Games, Strategies, and GTO Strategies

This is Part 1 of 6 of an adaptation of my chapter “Game Theory Optimal Strategies: What Are They Good For?” from Excelling at No-Limit Hold’em edited by Jonathan Little.

Much of the reason I wrote Expert Heads Up NLHE was to explain the ideas of game theory, poorly understood in the community at the time, to the average poker player. Heads up no limit (HUNL) is my game of choice personally, so it made sense to use it as the primary example. However, HUNL is something of a simple case, and there’s a bit more to be said about how game theory applies to other games. In this chapter, I’ll give a quick introduction to game theory as it applies to a variety of common poker formats. We’ll see when it’s useful, and more importantly, when it’s not – when it’s appropriate to use game theory-inspired strategies, and when it just can’t really guide our play. I promise to cover a practical skill or two as well.

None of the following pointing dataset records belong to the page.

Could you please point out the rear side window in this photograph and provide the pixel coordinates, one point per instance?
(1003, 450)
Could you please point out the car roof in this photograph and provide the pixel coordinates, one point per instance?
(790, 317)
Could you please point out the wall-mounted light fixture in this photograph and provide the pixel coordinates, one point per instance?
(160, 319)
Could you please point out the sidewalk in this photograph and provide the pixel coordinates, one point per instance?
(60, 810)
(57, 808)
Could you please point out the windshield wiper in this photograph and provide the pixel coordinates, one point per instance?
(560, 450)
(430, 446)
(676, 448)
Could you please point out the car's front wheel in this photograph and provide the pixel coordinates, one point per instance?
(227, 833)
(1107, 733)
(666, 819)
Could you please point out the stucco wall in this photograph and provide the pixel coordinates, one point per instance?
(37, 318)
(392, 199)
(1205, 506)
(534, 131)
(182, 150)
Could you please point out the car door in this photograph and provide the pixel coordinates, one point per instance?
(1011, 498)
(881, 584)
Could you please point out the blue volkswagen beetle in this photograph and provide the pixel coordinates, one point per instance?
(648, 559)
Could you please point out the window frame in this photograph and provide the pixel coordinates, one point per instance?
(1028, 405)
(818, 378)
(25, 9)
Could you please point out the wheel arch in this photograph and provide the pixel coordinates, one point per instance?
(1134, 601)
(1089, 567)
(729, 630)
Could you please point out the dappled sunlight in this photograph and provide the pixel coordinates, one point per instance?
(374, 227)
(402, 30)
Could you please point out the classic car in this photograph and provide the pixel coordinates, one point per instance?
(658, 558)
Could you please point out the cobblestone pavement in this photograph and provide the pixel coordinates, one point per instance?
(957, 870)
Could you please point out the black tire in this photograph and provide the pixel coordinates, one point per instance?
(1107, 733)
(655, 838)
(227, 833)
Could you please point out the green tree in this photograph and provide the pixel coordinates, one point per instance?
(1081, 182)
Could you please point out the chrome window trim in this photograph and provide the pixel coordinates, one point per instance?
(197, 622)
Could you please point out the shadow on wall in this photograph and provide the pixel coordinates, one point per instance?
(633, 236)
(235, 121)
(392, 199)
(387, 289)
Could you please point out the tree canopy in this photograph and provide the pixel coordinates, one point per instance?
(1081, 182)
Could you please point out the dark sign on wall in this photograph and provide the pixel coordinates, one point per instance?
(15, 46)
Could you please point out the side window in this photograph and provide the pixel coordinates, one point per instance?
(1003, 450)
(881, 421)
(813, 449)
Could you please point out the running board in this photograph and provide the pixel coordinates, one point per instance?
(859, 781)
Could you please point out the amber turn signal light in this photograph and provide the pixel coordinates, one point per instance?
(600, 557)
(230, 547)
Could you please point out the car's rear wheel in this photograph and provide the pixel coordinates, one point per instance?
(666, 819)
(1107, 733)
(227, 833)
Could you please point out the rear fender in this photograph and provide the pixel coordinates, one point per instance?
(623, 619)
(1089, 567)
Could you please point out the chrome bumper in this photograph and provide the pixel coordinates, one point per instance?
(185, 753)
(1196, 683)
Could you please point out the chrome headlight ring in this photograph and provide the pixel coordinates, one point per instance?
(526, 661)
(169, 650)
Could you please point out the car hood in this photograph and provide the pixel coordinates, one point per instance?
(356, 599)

Games, Strategies, and GTO Strategies

So what is game theory optimal (GTO) play? First of all, people tend to get hung up on the word optimal, so I want to dispell some common misconceptions. Imagine this – there’s some mathematician. She’s made up some potentially useful concept with a moderately complicated definition, and she wants to discuss it with other people. What does she do? Well, first, she probably needs to give her concept a name. That way, she can just say, “Suppose I have a continuous function $f(x)$ instead of “Suppose I have a function $f(x)$ such that, at every point $a$ on its domain, the limit of $f(x)$ as $x$ approaches $a$ in the domain equals $f(a)$ .” Much easier, right? Now don’t worry – you don’t need to know anything about functions, continuous or otherwise, to read this chapter. The point is that the word “continuous” wasn’t made up from scratch – it was a pre-existing word in spoken English that means something only vaguely related to what the mathematician actually wants you to think about when you hear “.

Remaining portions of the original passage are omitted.